I enjoyed the story in general, but there's a technical niggle that annoys me:
The teacher transferred (more than) 10,000,000 zettajoules of energy to the senator. To put that into proportion,
the largest nuclear bomb ever detonated had a fireball 9Km across and a mushroom cloud seven times higher than Mount Everest. It was 2,500 times more powerful than the bomb dropped on Nagasaki.
It released one
forty-billionth as much energy as was transferred between these two beings.
Ten million zettajoules is as much energy as the sun puts out in 30 seconds. It's enough energy to boil every drop of water on Earth 15 or 20 times over.
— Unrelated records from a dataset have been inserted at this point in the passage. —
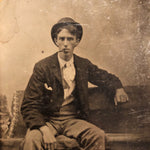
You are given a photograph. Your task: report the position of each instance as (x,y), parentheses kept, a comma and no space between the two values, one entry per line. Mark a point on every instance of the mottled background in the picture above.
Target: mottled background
(116,37)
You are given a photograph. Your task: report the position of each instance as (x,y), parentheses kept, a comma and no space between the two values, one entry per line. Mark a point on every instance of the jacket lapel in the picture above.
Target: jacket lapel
(56,67)
(79,71)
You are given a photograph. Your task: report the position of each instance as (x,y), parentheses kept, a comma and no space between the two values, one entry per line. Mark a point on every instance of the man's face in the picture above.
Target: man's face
(66,43)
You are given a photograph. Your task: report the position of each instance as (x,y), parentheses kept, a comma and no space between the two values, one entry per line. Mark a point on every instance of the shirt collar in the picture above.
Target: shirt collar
(63,62)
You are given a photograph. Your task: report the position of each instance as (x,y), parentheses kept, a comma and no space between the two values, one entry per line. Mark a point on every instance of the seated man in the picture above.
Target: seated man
(56,98)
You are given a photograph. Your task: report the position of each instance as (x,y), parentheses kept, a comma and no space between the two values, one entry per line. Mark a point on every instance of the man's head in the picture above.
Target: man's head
(66,34)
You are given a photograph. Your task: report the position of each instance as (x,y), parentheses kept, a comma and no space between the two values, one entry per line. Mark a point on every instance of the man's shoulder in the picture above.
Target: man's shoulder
(82,59)
(46,61)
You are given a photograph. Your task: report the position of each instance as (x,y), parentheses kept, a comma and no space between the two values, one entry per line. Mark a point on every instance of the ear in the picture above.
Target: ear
(77,42)
(55,39)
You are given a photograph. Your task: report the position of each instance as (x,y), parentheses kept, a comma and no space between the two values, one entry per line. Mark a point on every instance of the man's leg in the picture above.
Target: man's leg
(34,140)
(88,135)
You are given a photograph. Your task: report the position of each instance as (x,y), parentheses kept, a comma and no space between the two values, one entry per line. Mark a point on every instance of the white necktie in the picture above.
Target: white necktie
(69,73)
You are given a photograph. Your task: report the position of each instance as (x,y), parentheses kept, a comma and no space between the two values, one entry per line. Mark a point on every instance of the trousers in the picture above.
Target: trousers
(88,135)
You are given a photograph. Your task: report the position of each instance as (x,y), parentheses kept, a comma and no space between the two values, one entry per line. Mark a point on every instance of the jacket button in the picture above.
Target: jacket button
(51,100)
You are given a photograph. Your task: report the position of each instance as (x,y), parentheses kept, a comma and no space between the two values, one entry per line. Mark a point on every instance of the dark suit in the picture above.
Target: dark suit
(39,103)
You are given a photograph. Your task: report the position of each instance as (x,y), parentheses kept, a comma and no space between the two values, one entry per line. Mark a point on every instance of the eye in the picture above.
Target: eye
(61,38)
(69,38)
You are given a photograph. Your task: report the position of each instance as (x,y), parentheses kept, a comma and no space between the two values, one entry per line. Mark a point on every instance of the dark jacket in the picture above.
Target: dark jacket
(39,103)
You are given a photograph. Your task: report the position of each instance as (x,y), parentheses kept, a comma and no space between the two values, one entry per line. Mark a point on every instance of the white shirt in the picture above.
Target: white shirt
(68,74)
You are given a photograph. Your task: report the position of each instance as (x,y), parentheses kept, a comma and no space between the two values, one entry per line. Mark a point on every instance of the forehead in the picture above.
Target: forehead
(65,33)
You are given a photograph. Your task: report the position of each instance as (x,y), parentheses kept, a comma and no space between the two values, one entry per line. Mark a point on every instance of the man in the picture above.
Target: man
(56,98)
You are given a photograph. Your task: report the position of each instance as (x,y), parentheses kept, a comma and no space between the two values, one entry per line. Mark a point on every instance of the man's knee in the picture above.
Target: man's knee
(96,133)
(33,135)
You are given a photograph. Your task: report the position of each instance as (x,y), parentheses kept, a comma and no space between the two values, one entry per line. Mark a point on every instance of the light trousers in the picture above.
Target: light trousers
(88,135)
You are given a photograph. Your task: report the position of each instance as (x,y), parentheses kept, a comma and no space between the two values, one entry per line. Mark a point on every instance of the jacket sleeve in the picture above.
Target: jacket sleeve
(101,77)
(32,100)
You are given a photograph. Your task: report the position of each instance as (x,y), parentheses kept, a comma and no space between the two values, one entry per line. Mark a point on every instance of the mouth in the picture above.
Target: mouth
(65,51)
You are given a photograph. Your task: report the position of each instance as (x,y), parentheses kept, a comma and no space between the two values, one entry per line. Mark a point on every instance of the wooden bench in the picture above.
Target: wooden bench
(127,126)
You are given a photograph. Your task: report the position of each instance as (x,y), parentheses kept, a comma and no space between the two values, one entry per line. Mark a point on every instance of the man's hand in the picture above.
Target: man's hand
(48,138)
(120,96)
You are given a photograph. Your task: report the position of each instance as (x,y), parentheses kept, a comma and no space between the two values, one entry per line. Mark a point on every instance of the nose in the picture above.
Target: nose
(65,43)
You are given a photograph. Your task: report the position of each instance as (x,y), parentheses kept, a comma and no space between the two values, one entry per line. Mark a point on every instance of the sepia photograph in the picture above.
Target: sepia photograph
(75,74)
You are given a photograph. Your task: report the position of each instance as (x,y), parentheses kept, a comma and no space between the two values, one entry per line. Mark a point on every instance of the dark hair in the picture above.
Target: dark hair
(71,28)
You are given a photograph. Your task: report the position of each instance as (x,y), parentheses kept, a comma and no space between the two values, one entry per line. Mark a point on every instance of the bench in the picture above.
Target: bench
(127,126)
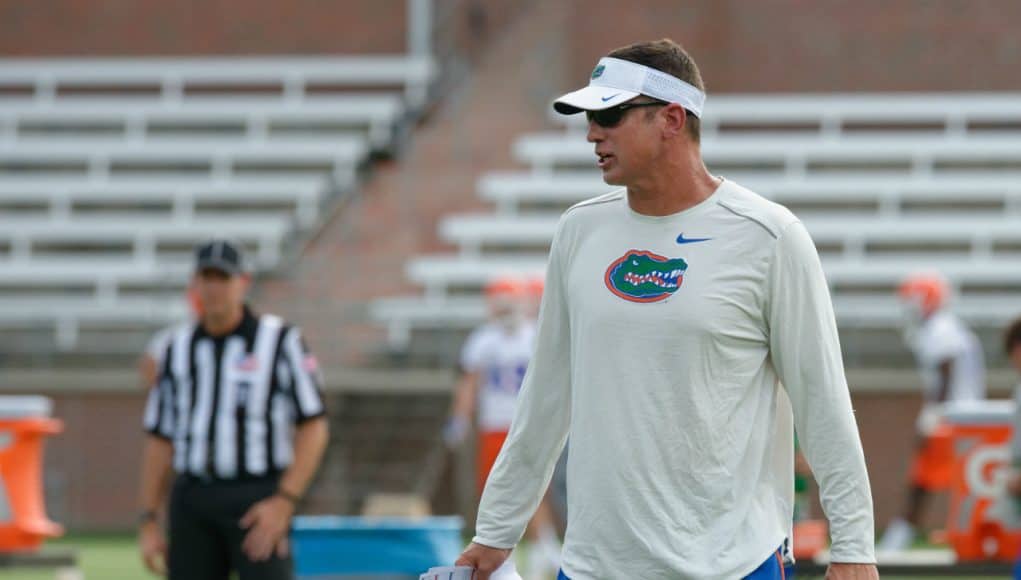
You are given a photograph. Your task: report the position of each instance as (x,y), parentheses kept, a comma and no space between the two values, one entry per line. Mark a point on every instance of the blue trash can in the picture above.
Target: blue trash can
(340,547)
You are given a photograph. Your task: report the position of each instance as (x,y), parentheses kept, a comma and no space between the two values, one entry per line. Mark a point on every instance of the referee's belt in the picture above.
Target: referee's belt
(271,477)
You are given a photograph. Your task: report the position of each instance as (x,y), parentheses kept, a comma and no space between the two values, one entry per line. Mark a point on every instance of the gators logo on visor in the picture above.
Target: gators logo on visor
(644,277)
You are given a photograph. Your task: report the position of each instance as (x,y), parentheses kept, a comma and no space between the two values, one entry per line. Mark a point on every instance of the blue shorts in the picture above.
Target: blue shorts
(772,569)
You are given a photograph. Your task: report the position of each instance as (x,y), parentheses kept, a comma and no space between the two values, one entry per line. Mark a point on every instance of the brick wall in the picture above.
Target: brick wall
(817,46)
(67,28)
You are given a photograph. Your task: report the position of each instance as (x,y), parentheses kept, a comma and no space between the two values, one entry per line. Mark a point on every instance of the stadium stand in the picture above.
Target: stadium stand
(111,168)
(879,180)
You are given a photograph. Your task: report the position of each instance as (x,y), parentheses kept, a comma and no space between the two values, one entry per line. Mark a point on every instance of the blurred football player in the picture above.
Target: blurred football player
(950,359)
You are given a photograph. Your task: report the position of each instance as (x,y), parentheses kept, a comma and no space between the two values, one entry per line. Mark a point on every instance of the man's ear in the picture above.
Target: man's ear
(676,119)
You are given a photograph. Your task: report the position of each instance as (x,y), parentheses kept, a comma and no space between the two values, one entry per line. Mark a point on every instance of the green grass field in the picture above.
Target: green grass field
(101,557)
(114,557)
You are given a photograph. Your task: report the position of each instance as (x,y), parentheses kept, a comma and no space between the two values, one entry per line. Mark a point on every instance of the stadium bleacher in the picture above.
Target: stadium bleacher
(111,168)
(880,181)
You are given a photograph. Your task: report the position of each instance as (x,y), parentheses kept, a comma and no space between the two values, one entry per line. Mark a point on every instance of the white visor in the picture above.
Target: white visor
(616,81)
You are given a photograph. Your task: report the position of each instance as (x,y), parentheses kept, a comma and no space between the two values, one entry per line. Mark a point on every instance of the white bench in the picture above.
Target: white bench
(512,189)
(222,158)
(252,117)
(438,273)
(174,79)
(61,198)
(66,318)
(143,234)
(471,232)
(402,316)
(796,156)
(833,114)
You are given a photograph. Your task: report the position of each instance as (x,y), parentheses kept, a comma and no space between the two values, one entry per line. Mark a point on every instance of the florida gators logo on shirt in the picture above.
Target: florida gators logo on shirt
(641,276)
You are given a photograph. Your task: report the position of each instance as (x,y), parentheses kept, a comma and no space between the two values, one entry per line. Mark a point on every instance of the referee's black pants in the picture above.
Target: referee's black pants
(205,536)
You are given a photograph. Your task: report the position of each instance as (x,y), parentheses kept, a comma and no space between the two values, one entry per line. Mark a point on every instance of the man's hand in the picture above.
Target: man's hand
(268,523)
(152,544)
(838,571)
(483,559)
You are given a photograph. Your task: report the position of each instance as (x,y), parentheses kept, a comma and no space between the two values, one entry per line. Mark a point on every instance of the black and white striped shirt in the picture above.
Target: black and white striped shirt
(229,404)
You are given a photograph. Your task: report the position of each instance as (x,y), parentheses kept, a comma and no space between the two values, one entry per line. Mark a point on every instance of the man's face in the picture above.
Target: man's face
(219,292)
(626,151)
(1016,356)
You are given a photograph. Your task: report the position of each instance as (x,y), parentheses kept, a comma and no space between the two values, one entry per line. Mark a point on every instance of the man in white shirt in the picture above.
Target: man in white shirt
(950,359)
(674,308)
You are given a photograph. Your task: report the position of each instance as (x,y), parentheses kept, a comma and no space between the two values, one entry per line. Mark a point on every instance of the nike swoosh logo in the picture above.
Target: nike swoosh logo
(682,240)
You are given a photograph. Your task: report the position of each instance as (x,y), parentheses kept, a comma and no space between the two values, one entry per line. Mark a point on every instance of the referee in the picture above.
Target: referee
(237,414)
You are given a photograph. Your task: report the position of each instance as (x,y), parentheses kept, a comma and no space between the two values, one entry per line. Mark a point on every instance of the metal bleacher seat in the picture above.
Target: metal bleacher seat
(796,155)
(515,192)
(111,168)
(885,184)
(835,114)
(173,79)
(181,199)
(256,117)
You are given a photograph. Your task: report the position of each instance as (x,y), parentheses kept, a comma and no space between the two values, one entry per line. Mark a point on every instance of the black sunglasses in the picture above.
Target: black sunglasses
(612,116)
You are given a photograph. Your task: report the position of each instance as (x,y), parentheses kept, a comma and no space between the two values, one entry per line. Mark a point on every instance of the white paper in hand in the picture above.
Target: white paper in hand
(504,572)
(448,573)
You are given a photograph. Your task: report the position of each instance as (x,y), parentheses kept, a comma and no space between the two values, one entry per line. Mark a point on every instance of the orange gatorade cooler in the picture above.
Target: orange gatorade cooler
(982,523)
(25,422)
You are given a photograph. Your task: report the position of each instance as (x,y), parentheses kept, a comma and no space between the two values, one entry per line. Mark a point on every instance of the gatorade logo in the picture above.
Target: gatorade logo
(985,473)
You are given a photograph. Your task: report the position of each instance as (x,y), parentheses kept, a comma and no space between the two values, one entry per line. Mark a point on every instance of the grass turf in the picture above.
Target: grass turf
(105,557)
(114,557)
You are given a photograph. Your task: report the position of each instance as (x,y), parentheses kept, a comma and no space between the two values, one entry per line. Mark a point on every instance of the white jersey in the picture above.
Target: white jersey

You know what Douglas Adams said about space being big? Yeah, well, this is
hot.
To be fair, without knowing the creatures' size or composition, it's hard to argue that they must be incapable of holding this much heat without being vaporised, but the fact that they're in a region where gravity can pull them out of being spherical strongly implies that they're smaller than your average gas giant. Also, there was something about people coming within a few metres being able to feel the residual heat? That implies that they're about human in scale, to within a couple of orders of magnitude.
The same thign happened with
EP094: THe Last Wave, in which the author thought that 10
12 picoseconds was a significant amount of time. So, I propose a general rule of authors: Don't throw around big numbers without actually knowing what they mean. Choose a scale in natural language that makes sense (a thousand years; 5,000 Calories) and then convert that into scientific notation.
Collorary for editors: When faced with numbers like this, convert back to something you can make sense of, and if it seems odd, raise the issue with the author. Because you
know that your audience is going to do it.